The Texas Association of Campground Owners (TACO) has spent many years working to amend existing state laws to make it easier to remove guests on the basis of “theft of service” or “trespassing” legislation.
According to a press release, the idea, according to TACO Executive Director and CEO Brian Schaeffer, is to create the legal basis to quickly remove guests who fail to pay for site services or otherwise violate park rules, just as if they were staying in a hotel or motel.
But during a legal affairs seminar on the second day of TACO’s Spring Meeting Wednesday (April 24), Schaeffer said the association’s efforts to modify state statutes mean little if local law enforcement authorities know nothing about these statutes or if they automatically handle every kind of guest dispute as a “landlord-tenant” issue that has to go through a civil court process.
It is, therefore, up to park operators to visit with their local law enforcement authorities as soon as possible to find out how they interpret state laws governing “theft of service” and “trespassing” at RV parks, Schaeffer said.

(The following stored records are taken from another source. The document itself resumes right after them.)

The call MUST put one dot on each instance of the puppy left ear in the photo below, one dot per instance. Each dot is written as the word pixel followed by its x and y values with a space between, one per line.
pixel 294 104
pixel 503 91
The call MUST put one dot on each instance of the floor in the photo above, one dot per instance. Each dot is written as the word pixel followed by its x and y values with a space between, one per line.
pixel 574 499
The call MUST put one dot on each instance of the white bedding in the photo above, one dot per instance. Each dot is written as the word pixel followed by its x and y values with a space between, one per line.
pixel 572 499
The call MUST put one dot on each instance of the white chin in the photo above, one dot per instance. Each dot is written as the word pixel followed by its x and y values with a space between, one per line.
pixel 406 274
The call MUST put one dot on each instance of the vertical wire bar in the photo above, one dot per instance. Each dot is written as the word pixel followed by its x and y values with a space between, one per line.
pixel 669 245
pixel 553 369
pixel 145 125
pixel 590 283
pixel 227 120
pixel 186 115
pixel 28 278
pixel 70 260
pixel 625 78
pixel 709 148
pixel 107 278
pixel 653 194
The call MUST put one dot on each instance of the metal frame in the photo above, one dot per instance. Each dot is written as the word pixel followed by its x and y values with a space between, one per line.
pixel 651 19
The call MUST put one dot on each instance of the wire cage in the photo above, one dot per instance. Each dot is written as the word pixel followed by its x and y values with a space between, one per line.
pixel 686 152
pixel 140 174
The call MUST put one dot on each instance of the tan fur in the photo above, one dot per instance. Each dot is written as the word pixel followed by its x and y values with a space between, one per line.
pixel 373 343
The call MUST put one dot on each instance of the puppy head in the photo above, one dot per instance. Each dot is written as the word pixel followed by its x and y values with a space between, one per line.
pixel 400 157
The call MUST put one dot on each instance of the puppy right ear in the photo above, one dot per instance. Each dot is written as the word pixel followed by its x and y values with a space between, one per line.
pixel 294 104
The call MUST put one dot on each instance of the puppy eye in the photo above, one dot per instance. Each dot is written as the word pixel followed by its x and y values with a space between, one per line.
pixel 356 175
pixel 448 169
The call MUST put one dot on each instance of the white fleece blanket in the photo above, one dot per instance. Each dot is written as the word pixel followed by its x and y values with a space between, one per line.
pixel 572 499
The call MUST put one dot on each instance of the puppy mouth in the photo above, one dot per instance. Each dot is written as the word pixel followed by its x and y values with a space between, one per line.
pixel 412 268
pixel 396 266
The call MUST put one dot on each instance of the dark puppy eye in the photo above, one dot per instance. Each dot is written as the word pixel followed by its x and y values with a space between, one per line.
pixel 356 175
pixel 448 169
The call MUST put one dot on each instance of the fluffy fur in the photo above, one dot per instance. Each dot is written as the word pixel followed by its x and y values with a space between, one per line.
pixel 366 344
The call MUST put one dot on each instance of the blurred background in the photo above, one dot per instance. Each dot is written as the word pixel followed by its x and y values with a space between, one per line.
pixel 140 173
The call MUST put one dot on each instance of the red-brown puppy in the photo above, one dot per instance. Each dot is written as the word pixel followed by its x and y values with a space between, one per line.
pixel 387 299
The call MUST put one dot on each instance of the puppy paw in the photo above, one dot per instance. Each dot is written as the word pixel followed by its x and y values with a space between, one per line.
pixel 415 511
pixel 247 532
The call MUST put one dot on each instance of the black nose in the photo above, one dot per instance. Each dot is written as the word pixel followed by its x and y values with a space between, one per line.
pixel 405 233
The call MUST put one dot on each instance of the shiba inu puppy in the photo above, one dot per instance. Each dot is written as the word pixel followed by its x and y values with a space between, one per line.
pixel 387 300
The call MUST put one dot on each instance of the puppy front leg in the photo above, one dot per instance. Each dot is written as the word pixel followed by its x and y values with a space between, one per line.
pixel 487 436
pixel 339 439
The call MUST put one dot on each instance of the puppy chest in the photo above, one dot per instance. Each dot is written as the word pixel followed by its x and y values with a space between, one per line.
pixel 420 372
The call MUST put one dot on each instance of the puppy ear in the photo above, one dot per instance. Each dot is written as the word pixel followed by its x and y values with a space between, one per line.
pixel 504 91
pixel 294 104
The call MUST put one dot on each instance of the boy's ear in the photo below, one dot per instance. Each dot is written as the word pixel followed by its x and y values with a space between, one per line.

“You need to talk to local law enforcement from an educated standpoint. Visit with law enforcement, you need them to be on your side,” he said, adding that the park operators can print out latest versions of applicable state laws involving expulsions and evictions, which are posted at www.tacomembers.com.
“Take the laws and ask (your local law enforcement authorities), ‘How do you interpret this?’” Schaeffer said. “You need to able to approach these people, get their opinion and know up front what they are going to be able to do to help you or not help you.”
If local law enforcement officials still refuse to enforce state statutes involving RV parks, parks should ask what they can do to improve chances of having guests quickly removed if they fail to pay or otherwise violate park rules. This may involve having every guest sign a “site service agreement,” if they haven’t done so previously.
Schaeffer noted that some park operators run criminal background and credit checks on every guest. He added that when companies call to reserve a block of campsites for their workers, background checks should be run on every guest.
Wednesday’s activities also included a morning keynote address by Janine Stange, who overcame paralyzing stage fright to sing the National Anthem in all 50 states while dealing with a personal crisis and establishing a special connection with Medal of Honor winners.